Pacific Drilling files for Chapter 11 to eliminate $1.1 billion of debt
Offshore drilling contractor Pacific Drilling has filed for Chapter 11 bankruptcy to eliminate $1.1 billion of bond debt amid significant disruption in the offshore drilling market caused by the Covid-19 pandemic.
According to its statement last Friday, Pacific Drilling and certain of its domestic and international subsidiaries have filed voluntary petitions for relief under Chapter 11 of the United States Bankruptcy Code in the United States Bankruptcy Court for the Southern District of Texas and have entered into a restructuring support agreement with an ad hoc group of the largest holders of its outstanding bond debt.
This consensual financial restructuring transaction will eliminate the company’s approximately $1.1 billion in principal amount of outstanding bond debt through the cancellation and exchange of debt for new equity in the reorganized company, Pacific Drilling explained.
The company also announced today that it has repaid its $50 million first lien superpriority revolving credit agreement with Angelo, Gordon Energy Servicer, LLC, as administrative agent and the lenders party thereto.
With approximately $120 million of cash and cash equivalents as of 30 October 2020, and seven of advanced high-specification drillships, Pacific Drilling intends to continue its world-wide operations as usual, deliver services for existing and prospective clients and, subject to court approval, pay all obligations incurred during the Chapter 11 case in full.
The company expects to emerge by year-end with access to new capital in the form of an $80 million exit facility and with approximately $100 million of cash and cash equivalents on the balance sheet.
Since the beginning of 2020, the global health crisis caused by Covid-19 and the resulting oil supply and demand imbalance have caused significant disruption in world economies and markets, including a substantial decline in the price of oil.
The impact of these market conditions on Pacific Drilling’s business has been direct and significantly negative, rendering its current capital structure unsustainable over the long-term.
Bernie Wolford, Chief Executive Officer, stated, “After spending several months evaluating options for addressing our long-term financial needs in light of challenging market and operational conditions, we are pleased to reach an agreement with an ad hoc group of our noteholders that paves the way for an expeditious Chapter 11 restructuring process.
“This restructuring is intended to enhance our financial flexibility by eliminating our entire prepetition debt and cash interest burden. We expect to emerge from this process in a stronger position to compete in today’s challenging, lower-commodity-price environment”.
It is worth reminding that Pacific Drilling had also gone through financial restructuring in late 2017.
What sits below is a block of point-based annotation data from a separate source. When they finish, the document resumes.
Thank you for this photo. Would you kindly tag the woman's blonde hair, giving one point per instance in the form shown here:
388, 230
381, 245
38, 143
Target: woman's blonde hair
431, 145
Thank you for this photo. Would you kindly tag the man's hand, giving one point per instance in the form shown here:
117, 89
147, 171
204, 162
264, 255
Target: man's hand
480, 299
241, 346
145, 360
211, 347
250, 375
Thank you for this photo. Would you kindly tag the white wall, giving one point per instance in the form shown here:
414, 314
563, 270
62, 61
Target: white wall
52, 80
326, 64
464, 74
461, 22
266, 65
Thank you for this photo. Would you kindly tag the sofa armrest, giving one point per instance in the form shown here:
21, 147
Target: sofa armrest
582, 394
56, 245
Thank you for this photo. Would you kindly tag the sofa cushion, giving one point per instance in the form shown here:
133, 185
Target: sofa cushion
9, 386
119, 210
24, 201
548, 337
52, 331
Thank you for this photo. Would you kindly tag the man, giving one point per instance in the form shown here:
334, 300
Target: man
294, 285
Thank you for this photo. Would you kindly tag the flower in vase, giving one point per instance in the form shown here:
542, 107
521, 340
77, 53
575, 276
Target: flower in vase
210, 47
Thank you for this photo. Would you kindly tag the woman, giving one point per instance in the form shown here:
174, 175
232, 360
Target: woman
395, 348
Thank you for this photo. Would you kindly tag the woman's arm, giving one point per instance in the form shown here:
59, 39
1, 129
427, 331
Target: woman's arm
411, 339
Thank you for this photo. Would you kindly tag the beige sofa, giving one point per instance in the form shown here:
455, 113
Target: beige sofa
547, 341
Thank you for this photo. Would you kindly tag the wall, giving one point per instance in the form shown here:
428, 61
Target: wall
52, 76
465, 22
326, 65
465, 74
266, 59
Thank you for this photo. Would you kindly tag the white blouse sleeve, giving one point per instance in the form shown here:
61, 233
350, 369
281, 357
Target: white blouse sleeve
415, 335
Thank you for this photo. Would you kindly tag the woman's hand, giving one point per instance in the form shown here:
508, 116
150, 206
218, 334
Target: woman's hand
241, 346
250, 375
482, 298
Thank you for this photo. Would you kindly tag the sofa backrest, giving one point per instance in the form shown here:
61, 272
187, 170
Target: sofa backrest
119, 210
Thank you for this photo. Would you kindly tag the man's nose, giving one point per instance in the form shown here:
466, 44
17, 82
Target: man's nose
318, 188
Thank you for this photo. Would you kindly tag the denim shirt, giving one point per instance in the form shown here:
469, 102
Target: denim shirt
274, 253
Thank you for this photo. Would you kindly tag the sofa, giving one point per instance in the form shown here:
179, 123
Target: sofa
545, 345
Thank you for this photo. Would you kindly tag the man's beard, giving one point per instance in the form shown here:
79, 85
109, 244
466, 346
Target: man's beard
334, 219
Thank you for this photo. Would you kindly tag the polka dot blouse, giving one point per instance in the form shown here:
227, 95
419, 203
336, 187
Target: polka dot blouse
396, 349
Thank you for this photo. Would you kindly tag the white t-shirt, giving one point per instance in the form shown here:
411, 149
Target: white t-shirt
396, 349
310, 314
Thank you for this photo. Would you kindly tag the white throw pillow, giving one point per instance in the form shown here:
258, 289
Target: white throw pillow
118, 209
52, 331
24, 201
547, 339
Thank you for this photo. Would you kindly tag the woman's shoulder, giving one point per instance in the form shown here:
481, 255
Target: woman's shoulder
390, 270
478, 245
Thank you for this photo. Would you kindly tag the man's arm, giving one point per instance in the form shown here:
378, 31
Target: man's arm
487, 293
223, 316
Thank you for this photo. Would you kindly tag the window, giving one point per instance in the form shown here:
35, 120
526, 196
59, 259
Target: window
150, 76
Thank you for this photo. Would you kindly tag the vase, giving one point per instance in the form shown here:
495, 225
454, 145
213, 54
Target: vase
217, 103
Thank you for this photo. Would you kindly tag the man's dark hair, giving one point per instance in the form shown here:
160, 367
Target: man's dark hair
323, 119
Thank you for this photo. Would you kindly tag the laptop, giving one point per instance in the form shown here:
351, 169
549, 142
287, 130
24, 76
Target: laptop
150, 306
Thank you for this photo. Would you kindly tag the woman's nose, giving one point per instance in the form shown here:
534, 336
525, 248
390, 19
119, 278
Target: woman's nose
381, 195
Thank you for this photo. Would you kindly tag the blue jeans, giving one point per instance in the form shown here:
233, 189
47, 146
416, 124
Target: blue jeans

The company in November 2017 filed for Chapter 11 bankruptcy to pursue a comprehensive restructuring of its approximately $3 billion in principal amount of outstanding funded debt.
The drilling contractor emerged from bankruptcy after successfully completing restructuring transactions in November 2018.
Pacific Drilling is not the only drilling contractor that filed for Chapter 11 in the last six months.
Namely, Diamond Offshore started voluntary Chapter 11 proceedings to restructure and strengthen its balance sheet in late April 2020.